Photo of Paul BradfordPaul Bradford (Fine Gael)

Within the next few weeks I understand the redress board will stop taking applications from people entitled to compensation for abuse suffered in various institutions. One of the points made very strongly to us by a number of people all over the country is the restriction on applying to the board being experienced by many of the people who were resident in Magdalen laundries. On the basis of correspondence I received from the Minister, the Department has decided that the laundries were different from some of the institutions covered by the Act, in that some of the people who worked in them did not come directly from institutions. They might have been over 16 years of age when they were placed in laundries and, therefore, the State does not have responsibility for them.

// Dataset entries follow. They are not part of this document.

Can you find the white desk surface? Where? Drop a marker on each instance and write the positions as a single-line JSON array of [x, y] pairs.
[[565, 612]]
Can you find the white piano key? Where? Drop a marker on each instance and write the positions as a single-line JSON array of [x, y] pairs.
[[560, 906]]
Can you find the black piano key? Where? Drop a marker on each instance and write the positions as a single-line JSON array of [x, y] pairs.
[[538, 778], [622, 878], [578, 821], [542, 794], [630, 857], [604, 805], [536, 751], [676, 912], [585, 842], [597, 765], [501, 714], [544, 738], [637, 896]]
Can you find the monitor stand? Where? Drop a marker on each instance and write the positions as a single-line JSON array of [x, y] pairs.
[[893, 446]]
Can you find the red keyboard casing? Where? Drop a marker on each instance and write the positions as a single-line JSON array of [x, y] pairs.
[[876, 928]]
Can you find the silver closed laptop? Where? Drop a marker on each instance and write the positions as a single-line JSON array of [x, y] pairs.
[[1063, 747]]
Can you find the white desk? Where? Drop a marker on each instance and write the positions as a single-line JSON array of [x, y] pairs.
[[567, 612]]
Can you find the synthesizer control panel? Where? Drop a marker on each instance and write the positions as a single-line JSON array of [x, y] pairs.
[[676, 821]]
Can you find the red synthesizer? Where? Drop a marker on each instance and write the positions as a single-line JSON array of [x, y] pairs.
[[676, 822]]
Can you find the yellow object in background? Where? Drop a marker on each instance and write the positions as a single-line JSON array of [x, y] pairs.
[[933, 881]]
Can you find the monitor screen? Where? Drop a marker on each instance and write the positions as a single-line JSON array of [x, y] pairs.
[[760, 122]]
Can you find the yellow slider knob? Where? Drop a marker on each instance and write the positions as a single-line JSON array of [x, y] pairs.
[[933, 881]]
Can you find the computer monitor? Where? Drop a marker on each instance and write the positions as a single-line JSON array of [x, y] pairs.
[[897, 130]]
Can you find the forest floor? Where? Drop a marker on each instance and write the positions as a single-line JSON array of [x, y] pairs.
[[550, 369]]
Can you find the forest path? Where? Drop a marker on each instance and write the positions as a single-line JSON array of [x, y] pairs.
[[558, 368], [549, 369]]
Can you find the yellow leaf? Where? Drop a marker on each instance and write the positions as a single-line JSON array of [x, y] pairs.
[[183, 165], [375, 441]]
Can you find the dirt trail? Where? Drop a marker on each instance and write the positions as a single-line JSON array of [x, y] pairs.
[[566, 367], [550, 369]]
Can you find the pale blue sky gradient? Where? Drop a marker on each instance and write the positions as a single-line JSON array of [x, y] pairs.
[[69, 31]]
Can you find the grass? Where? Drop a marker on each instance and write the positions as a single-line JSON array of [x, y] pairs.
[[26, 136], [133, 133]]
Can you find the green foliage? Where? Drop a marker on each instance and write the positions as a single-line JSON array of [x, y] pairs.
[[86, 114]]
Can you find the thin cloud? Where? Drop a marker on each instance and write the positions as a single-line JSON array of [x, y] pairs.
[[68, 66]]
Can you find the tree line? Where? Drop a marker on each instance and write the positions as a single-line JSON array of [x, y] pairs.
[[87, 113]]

However, I ask that this whole issue be debated by the House as a matter of urgency. People who watched the various programmes over the past few years, on the Magdalen laundries in particular, would be horrified to know that some, if not most, of the victims of abuse in those institutions were not eligible for compensation from the Residential Institutions Redress Board because of the way the Act is written.

The State has a responsibility to these unfortunate people. If the Act needs to be looked at again, to be broadened or a new compensation system has to be put in place, that should be done. There is a moral obligation to try to include the maximum number of victims. All of these people suffered horrendously, through no fault of their own. It is dreadfully unfair if the redress board is not empowered to assist and compensate them.